I stroked back the hair from Mama’s face. “’Twill be all right, Mama.” I had already said those words a dozen times. I looked
up at the midwife. “Is there nothing more to do?”
“Anything else lies beyond my power, child,” Goody Way said softly.
“What could be keeping Father? He’s only gone to Salem Town.”
Goody Way shrugged. “’Tis a black night. The roads’ll be mud to the knee. And he’s carrying another person.…’Twill be slow
going for his horse.”
“He said he would hurry.”
“Five miles to town and back again. Won’t be much hurrying now, I’ll warrant. Your aunt picked a fine time to arrive.” Goody
Way shook her head. Loose gray curls fell from her cap to shiver against her jaw. “Your papa can ill afford to be gone just
now.”
Mama groaned again. Her belly rippled—this time faintly, as though the babe inside were growing tired of the fight. Mama opened
her eyes. “Is your father…?” Her voice was so quiet it was like a breath.
I leaned close. “Hush, Mama, hush. He’ll be here soon. Save your strength.”

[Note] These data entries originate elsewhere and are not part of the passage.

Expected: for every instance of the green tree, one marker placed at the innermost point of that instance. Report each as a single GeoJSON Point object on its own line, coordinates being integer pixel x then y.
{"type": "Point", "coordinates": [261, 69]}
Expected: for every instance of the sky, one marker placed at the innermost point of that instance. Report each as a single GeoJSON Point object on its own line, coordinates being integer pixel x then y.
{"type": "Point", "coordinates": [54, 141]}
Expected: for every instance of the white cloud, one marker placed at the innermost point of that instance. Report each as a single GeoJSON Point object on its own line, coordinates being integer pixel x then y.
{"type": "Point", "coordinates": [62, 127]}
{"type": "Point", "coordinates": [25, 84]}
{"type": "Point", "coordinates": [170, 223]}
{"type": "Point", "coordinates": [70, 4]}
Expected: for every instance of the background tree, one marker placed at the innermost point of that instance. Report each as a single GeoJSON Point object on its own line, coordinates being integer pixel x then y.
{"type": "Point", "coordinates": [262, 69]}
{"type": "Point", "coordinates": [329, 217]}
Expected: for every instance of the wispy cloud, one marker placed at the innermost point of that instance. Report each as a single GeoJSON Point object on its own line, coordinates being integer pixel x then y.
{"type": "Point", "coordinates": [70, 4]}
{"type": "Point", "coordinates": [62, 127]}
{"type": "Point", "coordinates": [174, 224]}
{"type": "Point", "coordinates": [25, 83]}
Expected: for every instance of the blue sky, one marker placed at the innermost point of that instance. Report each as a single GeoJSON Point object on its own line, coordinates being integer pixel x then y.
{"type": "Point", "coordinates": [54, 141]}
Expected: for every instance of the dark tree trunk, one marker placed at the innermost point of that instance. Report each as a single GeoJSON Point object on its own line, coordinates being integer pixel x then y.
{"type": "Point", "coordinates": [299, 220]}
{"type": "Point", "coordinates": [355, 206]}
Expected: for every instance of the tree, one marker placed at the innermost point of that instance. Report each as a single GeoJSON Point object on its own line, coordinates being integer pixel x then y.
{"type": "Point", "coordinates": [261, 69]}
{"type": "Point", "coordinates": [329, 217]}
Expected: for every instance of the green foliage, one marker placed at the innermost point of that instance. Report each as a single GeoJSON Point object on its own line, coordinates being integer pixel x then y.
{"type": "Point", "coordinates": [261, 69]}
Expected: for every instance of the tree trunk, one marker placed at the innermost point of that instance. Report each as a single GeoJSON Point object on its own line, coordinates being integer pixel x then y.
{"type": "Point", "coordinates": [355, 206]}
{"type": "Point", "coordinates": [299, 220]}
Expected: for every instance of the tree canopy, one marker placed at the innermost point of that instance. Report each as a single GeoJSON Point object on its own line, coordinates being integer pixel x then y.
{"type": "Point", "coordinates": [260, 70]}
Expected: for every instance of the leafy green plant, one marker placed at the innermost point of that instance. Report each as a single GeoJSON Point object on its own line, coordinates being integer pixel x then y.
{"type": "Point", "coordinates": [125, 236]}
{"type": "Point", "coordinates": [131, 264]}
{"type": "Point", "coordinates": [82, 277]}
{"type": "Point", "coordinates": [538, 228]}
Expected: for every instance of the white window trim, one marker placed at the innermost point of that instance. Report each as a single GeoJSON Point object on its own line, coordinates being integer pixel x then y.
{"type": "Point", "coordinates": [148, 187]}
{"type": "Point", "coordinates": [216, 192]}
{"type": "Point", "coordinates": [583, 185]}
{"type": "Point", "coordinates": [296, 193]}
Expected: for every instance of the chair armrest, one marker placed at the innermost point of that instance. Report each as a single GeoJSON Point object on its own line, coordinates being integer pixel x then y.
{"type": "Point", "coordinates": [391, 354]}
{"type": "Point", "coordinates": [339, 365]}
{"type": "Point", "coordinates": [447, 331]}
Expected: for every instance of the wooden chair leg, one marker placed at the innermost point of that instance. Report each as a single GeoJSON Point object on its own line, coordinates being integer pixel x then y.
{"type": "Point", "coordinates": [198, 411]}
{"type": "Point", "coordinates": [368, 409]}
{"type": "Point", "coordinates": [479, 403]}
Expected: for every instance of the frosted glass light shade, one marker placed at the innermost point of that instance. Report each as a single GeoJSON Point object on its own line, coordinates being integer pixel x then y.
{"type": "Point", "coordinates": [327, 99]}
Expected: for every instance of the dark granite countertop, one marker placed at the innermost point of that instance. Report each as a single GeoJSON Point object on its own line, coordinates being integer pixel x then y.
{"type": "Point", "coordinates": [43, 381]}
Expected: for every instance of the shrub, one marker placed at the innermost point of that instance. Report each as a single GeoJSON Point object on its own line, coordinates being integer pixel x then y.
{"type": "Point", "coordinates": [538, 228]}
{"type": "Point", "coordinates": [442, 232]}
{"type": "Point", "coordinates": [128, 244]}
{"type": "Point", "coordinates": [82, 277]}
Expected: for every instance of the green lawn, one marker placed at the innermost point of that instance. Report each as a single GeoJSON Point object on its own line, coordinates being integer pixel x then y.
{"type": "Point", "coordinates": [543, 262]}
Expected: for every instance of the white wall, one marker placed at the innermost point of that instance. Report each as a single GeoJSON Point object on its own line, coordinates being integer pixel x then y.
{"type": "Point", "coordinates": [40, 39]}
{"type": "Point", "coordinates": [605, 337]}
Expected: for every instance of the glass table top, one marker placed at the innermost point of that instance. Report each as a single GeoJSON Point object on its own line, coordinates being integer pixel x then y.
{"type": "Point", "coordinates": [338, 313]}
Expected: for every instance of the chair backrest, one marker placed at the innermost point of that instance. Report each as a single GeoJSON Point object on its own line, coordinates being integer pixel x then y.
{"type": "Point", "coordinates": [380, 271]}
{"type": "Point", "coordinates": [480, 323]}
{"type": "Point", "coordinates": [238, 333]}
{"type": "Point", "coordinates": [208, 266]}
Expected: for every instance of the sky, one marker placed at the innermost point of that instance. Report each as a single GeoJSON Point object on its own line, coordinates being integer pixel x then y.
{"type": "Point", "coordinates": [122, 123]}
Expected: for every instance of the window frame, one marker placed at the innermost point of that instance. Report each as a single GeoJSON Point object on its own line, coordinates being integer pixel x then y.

“No…’tis too late for that. Is Jude…Is she abed already?”
“Aye.”
“Don’t wake her. Just…tell her…” Mama closed her eyes.
“Tell her what, Mama? Tell Jude what?”
“I fear…the babe and I…We are…both for God.” I felt the pressure of my mother’s fingers on mine, and I tightened my hold,
suddenly afraid to let go. I had known the babe could die, but I had never thought to lose my mother.
“No, Mama. No—”
“Tell Jude…be good for your…father,” she said. “You take…care of…her.”
I tried to keep back my tears, but I felt them now on my cheeks, and my vision blurred. Blurred now, when I wanted so badly
to see her clearly. “This is silly, Mama,” I said. “’Tis only a few hard hours. Father’s coming. Any moment. He’ll have Aunt
Susannah with him—”
“He…loves you, Charity. You…remember that. And God…God loves you too. You must…cleave…to Him. ‘If Christ hath…’”
If Christ hath no possession of thee, thou art possessed by the Devil. I heard the words that she was too weak to say. I knew them already without prompting. She had said them to me nearly every
day these last months. I twisted her fingers in mine and said furiously, “Father will be here soon. He’ll be here soon, Mama.
Please.”
My mother’s groan sent the tendons in her throat into stark relief. Had she the power to release it, it would have been a
scream. I looked desperately at the midwife.
Goody Way sighed. She heaved herself from the stool, leaving my mother’s legs flung apart and straining. She crossed the room
to the front window.
“What are you doing?” I cried. “Come back here.”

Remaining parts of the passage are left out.